Condescendingly, expert explaining to frightened novice, Teaf said, 'Still no sweat. Get a might cold before we got down to lower altitude, but we have portable ox-bottles all over the ship. The green ones, stashed in niches, with a mask. Notice them?'

'Yeah, but what the hell, man. Like it goes, I mean all of a sudden?'

'You mean explosive decompression?' Teaf turned in his seat and grinned at Mack. 'No sweat. If you can't reach an ox-bottle soon enough, you might hypoxia, oxygen starvation, and pass out.'

Teaf pointed vaguely at the instrument. 'But that would show up here instantly and I'd put her down on the deck. Like I said, Mr. Borzi, no sweat.'

'Unless I happened to be standing next to a door or window that went, huh?'

With obvious and decided discomfort, Teaf sat up straight in his seat. He did not answer. He took the bizjet off flight director and began flying manually.

Bolan/Borzi jerked up the armrest of the right side pilot seat and sat down sideways so he could look directly at Teaf.
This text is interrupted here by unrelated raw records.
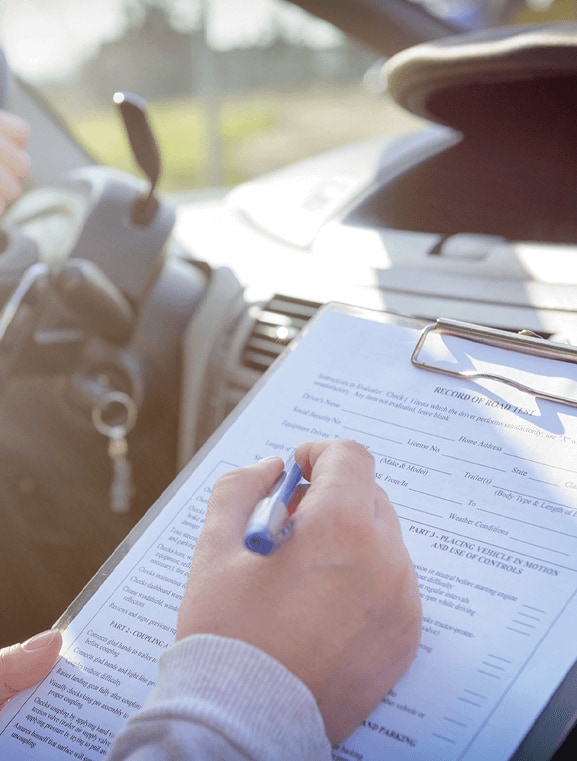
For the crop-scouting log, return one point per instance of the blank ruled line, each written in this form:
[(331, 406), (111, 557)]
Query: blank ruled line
[(530, 496), (374, 435), (454, 721), (538, 462), (442, 737), (472, 462), (398, 425), (540, 546), (545, 483), (470, 702), (382, 455), (523, 623), (488, 673), (493, 666), (476, 694), (417, 510), (527, 615), (436, 496), (531, 607), (526, 523)]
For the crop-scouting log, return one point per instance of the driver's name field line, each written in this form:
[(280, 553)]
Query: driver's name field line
[(398, 425)]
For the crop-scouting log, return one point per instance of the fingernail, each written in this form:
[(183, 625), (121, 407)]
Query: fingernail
[(40, 641)]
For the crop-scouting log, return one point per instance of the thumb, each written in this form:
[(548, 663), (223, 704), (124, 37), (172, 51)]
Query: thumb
[(24, 665), (234, 497)]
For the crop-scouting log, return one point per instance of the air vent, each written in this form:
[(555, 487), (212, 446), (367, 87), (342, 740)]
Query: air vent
[(275, 325)]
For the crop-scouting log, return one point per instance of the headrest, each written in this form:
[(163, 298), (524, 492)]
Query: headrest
[(521, 77)]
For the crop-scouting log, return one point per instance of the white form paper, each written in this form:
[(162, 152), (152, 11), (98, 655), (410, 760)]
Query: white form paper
[(484, 481)]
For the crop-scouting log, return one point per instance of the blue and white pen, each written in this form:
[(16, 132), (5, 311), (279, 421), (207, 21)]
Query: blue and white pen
[(270, 525)]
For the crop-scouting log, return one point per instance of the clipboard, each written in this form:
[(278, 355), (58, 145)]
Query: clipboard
[(554, 733), (525, 342), (557, 719)]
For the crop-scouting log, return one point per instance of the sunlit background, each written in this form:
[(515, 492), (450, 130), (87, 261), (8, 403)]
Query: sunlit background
[(236, 88)]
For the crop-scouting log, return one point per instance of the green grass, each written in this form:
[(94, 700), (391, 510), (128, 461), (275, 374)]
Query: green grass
[(182, 130)]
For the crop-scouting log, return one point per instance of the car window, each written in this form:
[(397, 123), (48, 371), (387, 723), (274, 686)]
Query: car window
[(235, 88)]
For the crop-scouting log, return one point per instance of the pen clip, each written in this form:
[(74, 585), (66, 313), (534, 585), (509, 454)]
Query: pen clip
[(270, 524)]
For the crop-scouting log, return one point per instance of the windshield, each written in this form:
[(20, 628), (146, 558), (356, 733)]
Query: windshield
[(235, 88)]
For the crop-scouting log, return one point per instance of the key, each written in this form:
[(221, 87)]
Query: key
[(121, 485), (121, 407)]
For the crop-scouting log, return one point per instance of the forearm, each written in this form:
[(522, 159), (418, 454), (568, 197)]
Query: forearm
[(221, 698)]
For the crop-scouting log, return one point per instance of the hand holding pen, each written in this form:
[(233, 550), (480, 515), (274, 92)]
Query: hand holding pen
[(337, 604)]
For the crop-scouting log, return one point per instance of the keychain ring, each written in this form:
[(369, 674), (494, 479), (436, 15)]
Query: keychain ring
[(106, 406)]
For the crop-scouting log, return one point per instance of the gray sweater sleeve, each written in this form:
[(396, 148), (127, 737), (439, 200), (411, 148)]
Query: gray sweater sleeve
[(220, 699)]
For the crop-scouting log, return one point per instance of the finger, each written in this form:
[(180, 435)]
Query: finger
[(341, 472), (234, 498), (14, 128), (24, 665), (14, 159)]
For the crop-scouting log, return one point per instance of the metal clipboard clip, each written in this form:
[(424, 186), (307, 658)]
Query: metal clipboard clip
[(524, 342)]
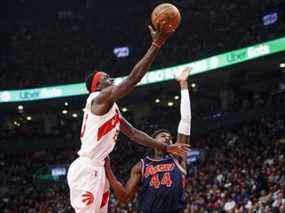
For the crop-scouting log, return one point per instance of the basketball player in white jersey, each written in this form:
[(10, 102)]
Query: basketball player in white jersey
[(89, 187)]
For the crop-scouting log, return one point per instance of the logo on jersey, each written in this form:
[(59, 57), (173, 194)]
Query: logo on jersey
[(152, 170), (109, 125), (88, 198), (105, 199)]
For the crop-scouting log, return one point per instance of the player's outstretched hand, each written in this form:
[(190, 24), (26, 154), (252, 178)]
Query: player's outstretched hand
[(158, 36), (183, 75), (178, 149)]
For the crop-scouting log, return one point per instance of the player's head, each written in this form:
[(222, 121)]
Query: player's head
[(162, 136), (97, 81)]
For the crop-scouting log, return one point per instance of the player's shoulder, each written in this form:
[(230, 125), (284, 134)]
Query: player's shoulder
[(137, 168)]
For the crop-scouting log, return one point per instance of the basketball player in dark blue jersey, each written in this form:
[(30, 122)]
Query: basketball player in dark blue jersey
[(159, 181)]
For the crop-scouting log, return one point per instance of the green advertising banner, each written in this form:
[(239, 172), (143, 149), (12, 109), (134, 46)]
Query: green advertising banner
[(200, 66)]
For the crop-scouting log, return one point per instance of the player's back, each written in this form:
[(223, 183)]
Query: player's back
[(99, 133), (162, 187)]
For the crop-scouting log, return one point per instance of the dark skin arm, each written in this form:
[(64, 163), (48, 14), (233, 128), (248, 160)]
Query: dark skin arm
[(145, 140), (124, 193), (104, 101)]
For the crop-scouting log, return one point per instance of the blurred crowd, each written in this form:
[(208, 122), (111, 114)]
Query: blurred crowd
[(243, 171), (65, 47)]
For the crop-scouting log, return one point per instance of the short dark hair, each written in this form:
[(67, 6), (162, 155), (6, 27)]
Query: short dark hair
[(157, 132), (88, 81)]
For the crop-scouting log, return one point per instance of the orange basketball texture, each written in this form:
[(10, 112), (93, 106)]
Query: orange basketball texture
[(167, 13)]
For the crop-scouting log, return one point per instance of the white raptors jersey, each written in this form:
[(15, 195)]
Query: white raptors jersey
[(99, 133)]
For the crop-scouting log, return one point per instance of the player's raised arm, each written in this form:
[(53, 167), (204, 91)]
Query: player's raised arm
[(184, 127), (144, 139), (124, 193)]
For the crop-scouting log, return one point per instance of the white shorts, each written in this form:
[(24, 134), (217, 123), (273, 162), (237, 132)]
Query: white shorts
[(89, 187)]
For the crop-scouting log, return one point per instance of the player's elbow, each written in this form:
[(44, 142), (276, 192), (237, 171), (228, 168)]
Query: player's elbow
[(133, 134), (134, 79), (124, 198)]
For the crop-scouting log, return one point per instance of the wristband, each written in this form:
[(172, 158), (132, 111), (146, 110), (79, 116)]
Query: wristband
[(156, 45)]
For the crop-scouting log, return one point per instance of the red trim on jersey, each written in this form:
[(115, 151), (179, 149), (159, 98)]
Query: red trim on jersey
[(105, 199), (95, 81), (108, 125)]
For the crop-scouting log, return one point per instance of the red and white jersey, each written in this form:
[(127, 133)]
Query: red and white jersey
[(99, 133)]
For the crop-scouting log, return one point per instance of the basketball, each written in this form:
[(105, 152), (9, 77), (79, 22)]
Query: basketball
[(168, 14)]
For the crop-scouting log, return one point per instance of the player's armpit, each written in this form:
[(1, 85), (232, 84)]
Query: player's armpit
[(183, 139)]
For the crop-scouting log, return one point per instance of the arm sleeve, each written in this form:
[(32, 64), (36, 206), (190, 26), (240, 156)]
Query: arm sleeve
[(184, 126)]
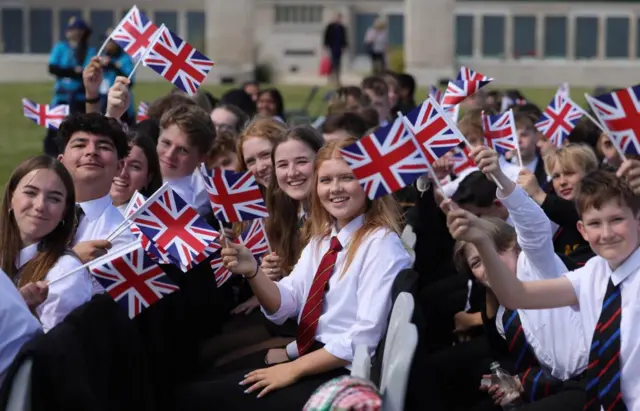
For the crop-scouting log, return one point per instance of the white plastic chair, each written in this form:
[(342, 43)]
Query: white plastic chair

Deliberately, he thumbed the pilot in the ribs.

'I don't remember an answer, ace.'

Evidently knowing that both silence and lies had become worthless, Teaf shrugged, sighed, and said, 'Okay, sure, at this altitude we are pressurized for eight thousand feet while flying at twenty-three thousand. If we had an explosive decompression — extremely unlikely, mind you! — then anything close to the leak would go.'

'You mean ME?' Bolan/Borzi shouted.

'Oh, no, sir, unless a big, I mean big hole. Like a window or door. The chances of that are so remote, hell, I'd give you million to one odds.'

'That's a bet,' Bolan said, getting to his feet.